# [ExI] Dark mass = FTL baryons?

Stuart LaForge avant at sollegro.com
Thu Aug 24 00:56:42 UTC 2017

BillK wrote:

>Well, I suppose anything could be happening at the time of the big bang. :)
>Our physics may not apply at the moment of creation. I doubt that any
>protons at all existed at the big bang instant. After inflation ended,
>matter and antimatter almost annihilated each other leaving only our
>universe of normal matter. So protons didn't exist until 0.0001
>seconds after the big bang when inflation had ended and the universe
>had cooled down a bit.

Actually protons froze out the quark-gluon plasma paired with antiprotons
when the universe was about 8 microseconds old (t = 7.78*10^-6 seconds)
when the temperature had cooled to 11 trillion Kelvin (T = 1.09*10^13
Kelvin).

When I numerically integrated the Maxwell-Boltzmann distribution at the
condensation temperature of protons, to find out what fraction of protons
would be going less than c and more than c.

What I got was 19.87% of protons were going less than the speed of light,
and 80.12% going faster than c, with most likely speed being 1.4150c or
sqrt(2)c actually. That is a 1/5 fraction so it is disppointingly
different from the 1/6 fraction predicted for normal matter from my
lightcone/ball 4-volume ratio.

The weird thing is that this ratio is the same for all particles whatever
their mass. This is because the melting/freezing temperature of a
subatomic particle is given by T = mc^2/K and the most likely speed for a
particle in a gas of temperature T is v=sqrt(2KT/m) where m is the mass of
the particle and K is Boltzmann's constant.

One can see that  substituting in for T, gives the result that particles
of any mass freeze out of the quark soup with most likely velocity v =
sqrt(2)*c and a ratio of 4/5 going faster than c with 1/5 going slower
than c.

>More thoughts .....
>As protons increase in speed they also increase in mass towards
>infinite mass and this stops them from exceeding the speed of light.
>Or, an alternative phrasing is that to make protons exceed the speed
>of light you need a force acting on them that also exceeds the speed
>of light.

These days, that is certainly the case. I am talking about the first
microsecond after the big bang. These particles are condensing out of the
quark-gluon plasma as it cools. They are losing energy, not gaining it.

According to Higgs mechanism there is a critical temperature below which
the Higgs field becomes non-zero and particles acquire mass.
Unfortunately, I haven't been able to find any reliable estimates for that
temperature online and it seems controversial.

https://arxiv.org/abs/0812.0955

>I doubt that heating protons up would make them exceed the speed of
>light. If you assume the almost infinite heat of creation, then you
>also have to assume that protons could exist under those conditions.

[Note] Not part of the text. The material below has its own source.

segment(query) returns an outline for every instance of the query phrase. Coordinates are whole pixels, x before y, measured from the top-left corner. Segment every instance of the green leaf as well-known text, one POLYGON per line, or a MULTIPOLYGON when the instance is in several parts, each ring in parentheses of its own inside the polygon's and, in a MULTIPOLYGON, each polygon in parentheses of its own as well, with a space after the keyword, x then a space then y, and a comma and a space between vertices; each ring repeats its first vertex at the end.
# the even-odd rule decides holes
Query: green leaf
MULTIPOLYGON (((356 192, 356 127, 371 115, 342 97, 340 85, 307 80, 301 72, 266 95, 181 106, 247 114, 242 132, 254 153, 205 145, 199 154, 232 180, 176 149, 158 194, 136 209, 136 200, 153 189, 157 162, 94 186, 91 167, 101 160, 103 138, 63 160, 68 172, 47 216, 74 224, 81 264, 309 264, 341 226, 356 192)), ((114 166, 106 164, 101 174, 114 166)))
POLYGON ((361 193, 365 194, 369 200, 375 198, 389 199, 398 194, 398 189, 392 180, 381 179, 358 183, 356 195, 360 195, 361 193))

Maybe not but the first protons were not heated up, they were cooling
down. Protons could exist starting at 10.9 trillion Kelvin and statistical
mechanics predicts 4/5 of them would exceed the speed of light at their
creation.

If protons came into being without mass because the Higgs field was not
yet in effect, then they could have any velocity at at all. Then the Higgs
field came along and divided the various inertial reference frames of the
protons into separate causal cells that could no longer communicate with
one another.

>Dark matter is clustered around galaxies. It is the galaxies that form
>gigantic filaments. So why are FTL particles static and clustered
>around galaxies? They should be zipping through our normal universe
>regardless of what is in our universe. These space-noodles don't hang

That should indeed be the case, space-noodles would be transient,
manifesting for very short times in our lightcone. But if a superluminal
extended body like a star or galaxy were to pass through our causal
domain, space noodles would be popping in and out of existence at high
frequencies for extended periods of time ranging from minutes to tens of
millenia. Thus allowing them to have a gravitational echo which would
attract visible matter to where they were but are no longer.

Of course, they would cluster around visible matter galaxies because our
visible matter galaxies would be the dark matter in their causal domains.

Unfortunately, I haven't been able to find any gravitational lenses that
look bilaterally symmetrical which is what you would expect if there were
lots of space noodles about. Instead, they all seem to display radial
symmetry i.e. circular arcs instead of mostly straight lines.

The lack of evidence is dampening my enthusiasm for the idea somewhat.